Victoria’s peak tourism body is calling on the government for more business support as the national visitor economy faces a crisis amid Sydney and Melbourne’s ongoing lockdowns.
Felicia Mariani, chief executive of the Victorian Tourism Industry Council, put forward a four-point survival plan to the state government, calling for a wage subsidy of at least 40% of weekly payroll until mid-next year.
But Mariani says it’s not only tourism operators in Victoria that urgently need support, with the country’s two largest cities in lockdown for up to three more months.
“This is a national issue when you consider that the two largest source markets for Australian tourism, being Sydney and Melbourne, are not allowed to travel,” Mariani says.
“Pain is being felt all around the country.”
Calls for a national wage subsidy
With Sydney, Melbourne and Canberra under lockdown, more than half of the country’s 25 million population is unable to travel.
The lockdowns are having a significant effect on tourism operators across the country, which is why the Victorian Tourism Industry Council says a national wage subsidy scheme is needed.

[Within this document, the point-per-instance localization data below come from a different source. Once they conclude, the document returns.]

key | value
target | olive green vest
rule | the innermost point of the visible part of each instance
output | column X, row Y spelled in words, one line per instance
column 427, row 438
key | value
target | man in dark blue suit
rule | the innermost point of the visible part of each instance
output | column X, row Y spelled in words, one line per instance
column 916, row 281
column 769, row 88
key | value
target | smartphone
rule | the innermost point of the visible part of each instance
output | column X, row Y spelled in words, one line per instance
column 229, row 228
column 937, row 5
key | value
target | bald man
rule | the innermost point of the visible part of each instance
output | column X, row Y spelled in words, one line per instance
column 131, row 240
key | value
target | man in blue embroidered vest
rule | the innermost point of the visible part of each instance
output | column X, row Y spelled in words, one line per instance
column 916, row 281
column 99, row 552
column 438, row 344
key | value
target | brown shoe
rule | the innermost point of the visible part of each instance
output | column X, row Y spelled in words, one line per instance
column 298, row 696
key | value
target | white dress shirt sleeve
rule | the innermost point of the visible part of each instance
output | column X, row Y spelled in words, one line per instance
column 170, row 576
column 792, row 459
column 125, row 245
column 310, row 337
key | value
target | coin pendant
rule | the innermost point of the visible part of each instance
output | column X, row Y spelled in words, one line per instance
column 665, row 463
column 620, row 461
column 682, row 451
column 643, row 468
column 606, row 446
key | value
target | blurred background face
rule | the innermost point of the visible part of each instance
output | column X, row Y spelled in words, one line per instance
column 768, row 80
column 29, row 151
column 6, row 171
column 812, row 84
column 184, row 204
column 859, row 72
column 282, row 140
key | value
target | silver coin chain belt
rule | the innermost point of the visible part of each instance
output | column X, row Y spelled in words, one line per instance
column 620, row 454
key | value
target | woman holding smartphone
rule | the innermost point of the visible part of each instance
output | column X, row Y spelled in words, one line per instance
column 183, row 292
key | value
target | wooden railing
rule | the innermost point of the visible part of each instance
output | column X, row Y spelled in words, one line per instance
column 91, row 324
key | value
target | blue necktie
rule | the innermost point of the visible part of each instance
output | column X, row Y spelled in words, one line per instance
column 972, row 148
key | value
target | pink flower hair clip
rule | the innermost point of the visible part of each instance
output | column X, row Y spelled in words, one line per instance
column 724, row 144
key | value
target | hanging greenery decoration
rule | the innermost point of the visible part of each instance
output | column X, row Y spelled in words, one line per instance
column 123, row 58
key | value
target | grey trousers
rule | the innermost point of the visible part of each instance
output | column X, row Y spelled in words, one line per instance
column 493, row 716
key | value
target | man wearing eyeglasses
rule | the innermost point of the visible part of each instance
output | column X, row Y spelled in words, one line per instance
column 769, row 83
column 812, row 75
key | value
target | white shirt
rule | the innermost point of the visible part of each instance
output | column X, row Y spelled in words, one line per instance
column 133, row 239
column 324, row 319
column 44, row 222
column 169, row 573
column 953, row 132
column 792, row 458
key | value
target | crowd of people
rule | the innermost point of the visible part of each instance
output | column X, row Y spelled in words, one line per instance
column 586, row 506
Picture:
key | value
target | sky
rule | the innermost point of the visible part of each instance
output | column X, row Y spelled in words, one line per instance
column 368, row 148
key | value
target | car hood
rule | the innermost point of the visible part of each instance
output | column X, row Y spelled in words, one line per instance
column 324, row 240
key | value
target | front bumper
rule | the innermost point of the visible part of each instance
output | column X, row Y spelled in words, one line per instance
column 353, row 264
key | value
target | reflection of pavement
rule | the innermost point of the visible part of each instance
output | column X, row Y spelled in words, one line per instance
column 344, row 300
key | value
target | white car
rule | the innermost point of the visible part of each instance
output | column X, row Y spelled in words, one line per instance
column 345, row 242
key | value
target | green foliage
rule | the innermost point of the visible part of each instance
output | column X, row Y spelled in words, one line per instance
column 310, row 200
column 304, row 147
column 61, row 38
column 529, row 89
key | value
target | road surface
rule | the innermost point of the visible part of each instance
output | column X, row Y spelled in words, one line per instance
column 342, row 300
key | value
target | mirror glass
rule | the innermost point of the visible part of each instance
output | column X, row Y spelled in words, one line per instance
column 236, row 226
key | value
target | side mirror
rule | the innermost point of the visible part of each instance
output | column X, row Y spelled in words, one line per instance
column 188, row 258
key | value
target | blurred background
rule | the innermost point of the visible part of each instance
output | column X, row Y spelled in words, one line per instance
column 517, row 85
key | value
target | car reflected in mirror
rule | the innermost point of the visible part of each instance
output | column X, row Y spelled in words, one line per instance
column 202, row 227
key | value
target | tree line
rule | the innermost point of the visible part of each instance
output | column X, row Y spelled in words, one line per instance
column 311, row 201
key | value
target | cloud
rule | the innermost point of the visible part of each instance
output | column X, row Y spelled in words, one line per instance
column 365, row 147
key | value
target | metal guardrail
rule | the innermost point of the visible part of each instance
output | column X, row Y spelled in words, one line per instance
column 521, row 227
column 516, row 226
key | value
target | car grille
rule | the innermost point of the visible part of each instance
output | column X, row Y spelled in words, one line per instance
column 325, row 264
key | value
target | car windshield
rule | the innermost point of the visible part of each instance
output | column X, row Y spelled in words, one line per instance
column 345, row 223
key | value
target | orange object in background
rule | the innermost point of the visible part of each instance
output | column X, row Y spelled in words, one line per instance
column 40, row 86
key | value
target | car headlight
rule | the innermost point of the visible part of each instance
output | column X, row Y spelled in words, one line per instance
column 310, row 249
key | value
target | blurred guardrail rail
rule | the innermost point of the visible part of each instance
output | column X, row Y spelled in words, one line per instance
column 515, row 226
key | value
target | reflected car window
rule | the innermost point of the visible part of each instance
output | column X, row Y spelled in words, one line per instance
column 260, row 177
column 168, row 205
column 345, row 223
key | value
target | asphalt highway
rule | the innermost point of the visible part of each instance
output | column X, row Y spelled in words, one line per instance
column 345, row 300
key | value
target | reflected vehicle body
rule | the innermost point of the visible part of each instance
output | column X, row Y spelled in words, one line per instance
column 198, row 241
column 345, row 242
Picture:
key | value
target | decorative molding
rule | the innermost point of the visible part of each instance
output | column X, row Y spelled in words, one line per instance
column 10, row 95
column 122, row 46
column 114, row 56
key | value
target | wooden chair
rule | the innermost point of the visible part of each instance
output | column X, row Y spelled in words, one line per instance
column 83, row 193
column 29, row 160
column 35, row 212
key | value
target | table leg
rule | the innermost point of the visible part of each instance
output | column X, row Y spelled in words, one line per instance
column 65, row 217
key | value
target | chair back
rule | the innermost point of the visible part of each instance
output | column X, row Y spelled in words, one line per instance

“What the entire industry needs, not just here in Victoria, is a return to a national wage subsidy program,” Mariani says.
Mariani says the federal government let JobKeeper expire in March on the assumption that Australians would have been vaccinated quicker.
“For a whole raft of reasons that has not happened but the government still proceeded in pulling out that protection measure in March,” she says.
But continued lockdowns mean a vast majority of tourism operators are trading well below pre-pandemic levels, and some have turned to paying staff wages with personal savings and superannuation, Mariani says.
“We are absolutely facing the same issues that we faced last year, but the industry is facing all of them without the safety net of the support programs they had last year,” she says.
State grants not enough
Victoria’s current business grants do not come close to matching the weekly expenses most businesses pay while trading through lockdowns.
For this reason, the Victorian Tourism Industry Council is calling on the state government to provide a wage subsidy of at least 40% of weekly payroll until mid-next year and waive payroll and land tax.
“The reality is the current grant programs of $2800, $5000 or even $10,000 a week are simply not going to save one business,” Mariani says.
“These are businesses that have between $20,000 to $100,000 in weekly expenses.”